Key Points

  • Many companies face buyer's remorse and invisible ROI from AI solutions, says Arjun Pillai, CEO of Docket and former CDO of ZoomInfo.
  • He attributes high churn rates to inflated expectations and shiny object syndrome.
  • Pillai advises defining problem statements and success metrics before adopting AI solutions.
  • Data security remains an issue, especially when dealing with free tools, proving the need for enterprise-grade AI governance across any and all workflows.

AI was expected to work miracles. Instead, for many companies, it’s delivering a frustrating loop of buyer’s remorse, invisible ROI, and solutions that churn faster than they deliver.

Arjun Pillai—former Chief Data Officer at ZoomInfo and now Co-Founder & CEO of AI sales engineer platform Docket—offers a reality check.

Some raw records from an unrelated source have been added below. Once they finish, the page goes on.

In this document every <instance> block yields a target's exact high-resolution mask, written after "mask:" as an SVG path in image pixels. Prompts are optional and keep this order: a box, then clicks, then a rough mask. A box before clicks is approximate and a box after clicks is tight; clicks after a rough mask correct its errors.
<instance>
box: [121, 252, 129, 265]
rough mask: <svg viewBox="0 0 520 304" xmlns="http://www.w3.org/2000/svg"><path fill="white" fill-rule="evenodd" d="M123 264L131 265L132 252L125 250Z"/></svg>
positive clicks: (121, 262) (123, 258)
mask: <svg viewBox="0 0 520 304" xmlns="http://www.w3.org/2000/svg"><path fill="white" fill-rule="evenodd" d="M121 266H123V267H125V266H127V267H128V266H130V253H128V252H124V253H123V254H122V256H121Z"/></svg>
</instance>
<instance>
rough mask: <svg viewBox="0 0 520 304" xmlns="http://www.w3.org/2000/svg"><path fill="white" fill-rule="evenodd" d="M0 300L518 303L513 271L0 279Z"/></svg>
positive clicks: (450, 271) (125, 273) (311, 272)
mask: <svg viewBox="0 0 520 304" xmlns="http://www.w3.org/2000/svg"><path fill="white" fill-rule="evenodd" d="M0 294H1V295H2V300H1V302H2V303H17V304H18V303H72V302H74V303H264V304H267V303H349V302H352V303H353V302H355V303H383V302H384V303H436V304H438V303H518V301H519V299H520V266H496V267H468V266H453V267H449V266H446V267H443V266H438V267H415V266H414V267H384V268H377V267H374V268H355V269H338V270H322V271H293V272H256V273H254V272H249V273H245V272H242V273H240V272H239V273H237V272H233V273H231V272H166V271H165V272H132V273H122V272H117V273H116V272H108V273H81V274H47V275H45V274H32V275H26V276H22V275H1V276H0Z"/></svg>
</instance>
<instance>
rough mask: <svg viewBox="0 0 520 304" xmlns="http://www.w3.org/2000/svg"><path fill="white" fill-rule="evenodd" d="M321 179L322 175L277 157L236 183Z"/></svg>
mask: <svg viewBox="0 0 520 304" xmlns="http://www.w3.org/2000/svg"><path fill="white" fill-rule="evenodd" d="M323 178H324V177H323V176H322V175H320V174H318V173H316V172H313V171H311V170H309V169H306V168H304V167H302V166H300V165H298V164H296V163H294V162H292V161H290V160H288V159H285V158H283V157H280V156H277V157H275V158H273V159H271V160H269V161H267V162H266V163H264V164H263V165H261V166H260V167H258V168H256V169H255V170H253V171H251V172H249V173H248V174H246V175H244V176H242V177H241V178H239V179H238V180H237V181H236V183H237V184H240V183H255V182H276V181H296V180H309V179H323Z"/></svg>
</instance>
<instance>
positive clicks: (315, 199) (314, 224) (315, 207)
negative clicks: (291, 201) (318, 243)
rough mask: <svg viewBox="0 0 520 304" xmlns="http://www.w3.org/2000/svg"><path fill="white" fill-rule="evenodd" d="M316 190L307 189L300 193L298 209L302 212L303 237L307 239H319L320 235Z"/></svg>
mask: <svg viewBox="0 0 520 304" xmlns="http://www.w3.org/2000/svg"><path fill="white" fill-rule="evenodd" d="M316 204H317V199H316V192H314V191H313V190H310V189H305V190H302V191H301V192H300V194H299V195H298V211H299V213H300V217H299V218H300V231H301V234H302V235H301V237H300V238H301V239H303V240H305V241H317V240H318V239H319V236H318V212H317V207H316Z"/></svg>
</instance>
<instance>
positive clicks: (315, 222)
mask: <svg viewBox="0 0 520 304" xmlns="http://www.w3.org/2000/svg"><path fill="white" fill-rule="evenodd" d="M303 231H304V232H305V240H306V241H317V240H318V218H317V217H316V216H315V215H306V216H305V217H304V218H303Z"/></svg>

  • AI abracadabra: "Everyone wants AI to be a magic wand, especially in sales. Vendors will tell you they can just plug into your Salesforce and miracles will happen," says Pillai. But the AI agent on top isn’t where the value really begins. "It's in building a curated sales knowledge lake from the ground up," he explains. "Without that, you're just layering intelligence on top of chaos."
  • Shiny object syndrome: High churn rates in AI sales tools don’t surprise Pillai. "Most people are spending on AI SDRs, and it's presented as this magical thing." The result? A brief spike, then brand damage. "It’ll spam everybody initially, you’ll get a few meetings, and very quickly realize it’s hurting your brand and reputation," says Pillai. "I wish it was that easy."
  • Inflated expectations. "Buyers expect AI to do everything, and when it doesn't, churn happens." Another trap is shiny object syndrome. "In AI, trends move so quickly," explains Pillai. "If you go for the new shiny thing based on the trend rather than your problem statements, then you will churn." His advice: "Start from a problem statement, identify success metrics, then go look for the AI that can get you there."

"Internally, we practice what we preach, striving to be an AI-native team," Pillai says. "Any task that I get, the first question has to be, ‘How can AI help me with this?’ Even on my iPhone, the action button is configured to ChatGPT voice."

Everyone wants AI to be a magic wand, especially in sales. Vendors will tell you they can just plug into your Salesforce and miracles will happen.

Arjun Pillai

Co-Founder & CEO

Docket

"We created a GPT for our designers, fed with all Docket information. The first design for a new UI is always AI-generated," he shares. Developers get upgraded tools like Cursor licenses, while product managers are expected to generate AI-based concepts before involving designers. "If you're onboarding, you have to go talk to Docket as your buddy. If Docket cannot answer, only then you can ask a human," says Pillai.

  • Ditch the perfectionism: Pillai urges companies to drop the fantasy of flawless AI. "If you are waiting for AI to get to 100% accuracy, you are not going to be able to deploy AI anytime soon," he says. "The best place for companies to start is with augmentation of their existing humans," advises Pillai. "It's much less risky," especially in high-stakes industries.

Some AI advances are clearly becoming usable in the enterprise. "The delta between what image generation used to be and what it is now is significant," Pillai notes. "Now you can create social media content, ad content, and actual things that will bring value." Think decks for QBRs, personalized webpages, or quick-turn diagrams without waiting on a marketing team.

  • Nothing's really free: But even with promising tools, security matters. "For our customers, we are very, very careful," Pillai says. "We don’t introduce things like DeepSeek inside the company. We use ChatGPT Enterprise, making sure AI isn't training on our data or our customers’ data." His red flag to watch out for? "When it's completely free forever, that's when you are the product."